On Sept. 14, Texas Department of Insurance attorneys filed a notice of hearing with the State Office of Administrative Hearings seeking minimum fines of $1 million each and a cease-and-desist order against Employers Mutual, 18 other unlicensed entities and two unlicensed persons involved in an alleged illegal health insurance scheme.
“When the company stopped paying claims, it became apparent that we needed speedier action to prevent more Texans from falling victim to this unauthorized insurance scheme,” Sara Waitt, senior associate commissioner for Legal and Compliance, says.
Employers Mutual is a limited liability company of Carson City, Nevada. Also targeted in the insurance department’s action are William R. Kokott and Nicholas E. Angelos, who hold positions with that company; American Benefit Society of Turnersville, New Jersey; Sierra Administration Inc. of Reno, Nevada; and 16 purported trade or occupational association, according to the department.

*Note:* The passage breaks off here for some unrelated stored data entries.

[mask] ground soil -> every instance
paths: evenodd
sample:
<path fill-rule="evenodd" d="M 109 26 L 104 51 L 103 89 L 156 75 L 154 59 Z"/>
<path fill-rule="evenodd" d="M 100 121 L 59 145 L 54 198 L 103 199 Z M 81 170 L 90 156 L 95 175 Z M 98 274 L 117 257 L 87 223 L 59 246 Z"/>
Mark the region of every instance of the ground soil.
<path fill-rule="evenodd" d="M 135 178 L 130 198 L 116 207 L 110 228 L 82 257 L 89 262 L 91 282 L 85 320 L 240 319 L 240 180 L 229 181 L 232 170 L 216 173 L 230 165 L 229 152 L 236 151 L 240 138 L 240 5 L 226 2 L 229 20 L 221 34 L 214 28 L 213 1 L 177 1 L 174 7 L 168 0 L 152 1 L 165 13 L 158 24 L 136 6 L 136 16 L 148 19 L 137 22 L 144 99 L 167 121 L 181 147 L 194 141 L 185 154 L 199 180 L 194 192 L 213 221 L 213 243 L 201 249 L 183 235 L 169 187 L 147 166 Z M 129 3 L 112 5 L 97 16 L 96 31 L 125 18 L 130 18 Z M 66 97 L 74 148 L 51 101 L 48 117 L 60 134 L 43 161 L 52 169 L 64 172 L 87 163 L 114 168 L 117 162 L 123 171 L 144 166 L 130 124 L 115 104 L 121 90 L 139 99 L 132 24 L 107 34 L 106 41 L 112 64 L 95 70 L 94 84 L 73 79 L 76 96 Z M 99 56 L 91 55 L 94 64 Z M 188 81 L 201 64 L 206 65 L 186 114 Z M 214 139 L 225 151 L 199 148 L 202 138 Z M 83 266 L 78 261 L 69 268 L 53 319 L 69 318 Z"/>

The Texas department estimates that approximately 4,600 Texans are enrolled in the plan. Texas Department of Insurance is sending letters informing all of them that Montemayor has ordered Employers Mutual to stop collecting premiums. They also should seek other health insurance coverage as soon as possible, the department says.
For further information, Employers Mutual enrollees may contact the department at 1-800-252-3439.
A hearing on TDI’s original petition for a permanent order and fines is scheduled for 9 a.m. Oct. 17 at the State Office of Administrative Hearings in Austin.
State insurance regulators in Colorado, Florida, Nevada and Oklahoma are taking action against some of the same entities and persons, the department says.
Texas Department of Insurance is considering taking disciplinary action against any licensed insurance agents whom sold the Employers Mutual health plan.
The department is seeking a civil penalty from each party of the greater amount of either $1 million or $10,000 for each act of violation and for each day of violation.